More on Accountable Care

CMS innovator: New models are changing healthcare

Providers need to take action on alternative payment models and population health or fall behind.

Innovation is driving a significant amount of change in the healthcare industry, said Patrick Conway, deputy administrator for Innovation and Quality and Chief Medical Officer at the Centers for Medicare and Medicaid services.

The onus is on providers to take action or fall behind, Conway said Tuesday during a HIMSS15 discussion on the results of CMS innovation program.

"We are shifting the culture of how people think about healthcare investments, in a good way," Conway said.

According to Conway, CMS programs that focus on alternative payment models such as accountable care organizations, which currently serve eight million people, and population health, are moving a fragmented system tied to fee-for-service into a future in which costs are controlled and care is improved.

"We're trying to use a number of levers to get there," Conway said. These include programs such as meaningful use and the Medicare Shared Savings accountable care model.

For example, Conway said the Pioneer ACO model realized more that $384 million in savings in the second year, while comprehensive primary care initiatives are leading physician practices to operate in new ways.

Even safety measures dictated by CMS have seen good results, Conway said. The industry has seen a 17-percent reduction in patient harm events from 2010 to 2013, saving $12 billion.

Other innovation is happening at the state level too. In Minnesota, providers are making major investments in community health by setting up accountable health communities, something Conway said is leading the CMS to think about community-level ACO models.

Meanwhile, Maryland is having a lot of success in testing population-based payments for hospitals, he said, and other states are interested in following them.

"In the next five years they're going to have more than 80 percent of their payments to hospitals be population-based payments," he said. "That means the way they are financially successful is they keep people healthy and out of the hospital."

CMS has already said it wants to ramp up the percentage of payments that are value-based over the next few years.
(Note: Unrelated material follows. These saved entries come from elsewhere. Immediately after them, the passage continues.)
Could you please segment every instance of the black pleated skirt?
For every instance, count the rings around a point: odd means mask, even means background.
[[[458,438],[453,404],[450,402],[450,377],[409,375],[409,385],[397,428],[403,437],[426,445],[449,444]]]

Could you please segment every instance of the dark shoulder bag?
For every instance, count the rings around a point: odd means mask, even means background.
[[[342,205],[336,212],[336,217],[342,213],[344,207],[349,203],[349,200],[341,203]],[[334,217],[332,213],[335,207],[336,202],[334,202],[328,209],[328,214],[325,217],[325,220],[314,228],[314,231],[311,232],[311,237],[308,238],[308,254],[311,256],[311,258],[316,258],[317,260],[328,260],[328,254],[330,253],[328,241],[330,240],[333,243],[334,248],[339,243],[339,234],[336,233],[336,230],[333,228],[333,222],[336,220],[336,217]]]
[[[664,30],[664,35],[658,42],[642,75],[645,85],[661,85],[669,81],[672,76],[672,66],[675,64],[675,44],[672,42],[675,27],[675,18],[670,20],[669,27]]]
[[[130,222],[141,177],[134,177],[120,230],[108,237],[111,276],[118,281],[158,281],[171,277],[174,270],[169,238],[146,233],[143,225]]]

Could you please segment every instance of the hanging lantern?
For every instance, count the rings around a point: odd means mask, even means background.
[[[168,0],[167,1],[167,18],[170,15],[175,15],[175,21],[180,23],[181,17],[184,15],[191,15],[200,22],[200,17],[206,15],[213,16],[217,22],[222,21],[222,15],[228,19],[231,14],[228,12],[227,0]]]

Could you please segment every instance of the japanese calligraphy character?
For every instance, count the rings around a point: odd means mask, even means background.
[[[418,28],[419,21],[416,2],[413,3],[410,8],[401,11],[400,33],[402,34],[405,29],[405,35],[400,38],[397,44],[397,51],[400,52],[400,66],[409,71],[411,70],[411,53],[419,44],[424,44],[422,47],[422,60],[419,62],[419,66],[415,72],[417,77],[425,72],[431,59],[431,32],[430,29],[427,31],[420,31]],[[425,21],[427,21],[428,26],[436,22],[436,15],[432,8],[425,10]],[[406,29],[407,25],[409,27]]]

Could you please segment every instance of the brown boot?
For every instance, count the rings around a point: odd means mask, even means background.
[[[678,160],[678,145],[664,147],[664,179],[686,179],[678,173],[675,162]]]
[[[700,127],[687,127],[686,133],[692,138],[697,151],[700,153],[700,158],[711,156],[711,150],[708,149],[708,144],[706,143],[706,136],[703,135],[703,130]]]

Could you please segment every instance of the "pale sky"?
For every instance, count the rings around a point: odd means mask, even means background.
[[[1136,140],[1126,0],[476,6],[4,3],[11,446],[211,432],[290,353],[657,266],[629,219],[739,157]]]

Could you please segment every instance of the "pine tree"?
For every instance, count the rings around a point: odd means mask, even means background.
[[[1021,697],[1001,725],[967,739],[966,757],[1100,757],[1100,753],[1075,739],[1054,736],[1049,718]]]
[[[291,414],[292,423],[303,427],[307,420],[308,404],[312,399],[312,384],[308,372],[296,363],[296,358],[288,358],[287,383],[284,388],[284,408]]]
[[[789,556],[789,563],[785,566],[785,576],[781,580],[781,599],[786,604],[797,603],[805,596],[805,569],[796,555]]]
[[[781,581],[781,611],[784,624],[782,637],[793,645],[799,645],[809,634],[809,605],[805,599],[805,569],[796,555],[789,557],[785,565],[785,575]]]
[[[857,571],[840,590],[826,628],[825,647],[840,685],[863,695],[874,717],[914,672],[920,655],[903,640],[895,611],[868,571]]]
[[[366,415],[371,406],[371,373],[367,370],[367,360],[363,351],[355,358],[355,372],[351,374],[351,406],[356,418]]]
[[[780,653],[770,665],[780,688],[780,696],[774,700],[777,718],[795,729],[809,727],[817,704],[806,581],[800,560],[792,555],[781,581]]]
Specifically, it wants 50-percent of Medicare payments tied to value by 2018.

Ultimately, all providers should be chasing the kind of innovation CMS is testing, either by engaging in accountable care, investing in quality infrastructure, focusing on data and performance transparency and pursuing improved health outcomes.

"If we find better ways to deliver care, pay providers and distribute info we can spend our dollars more wisely and have healthier communities, a healthier economy and a healthier country," he said.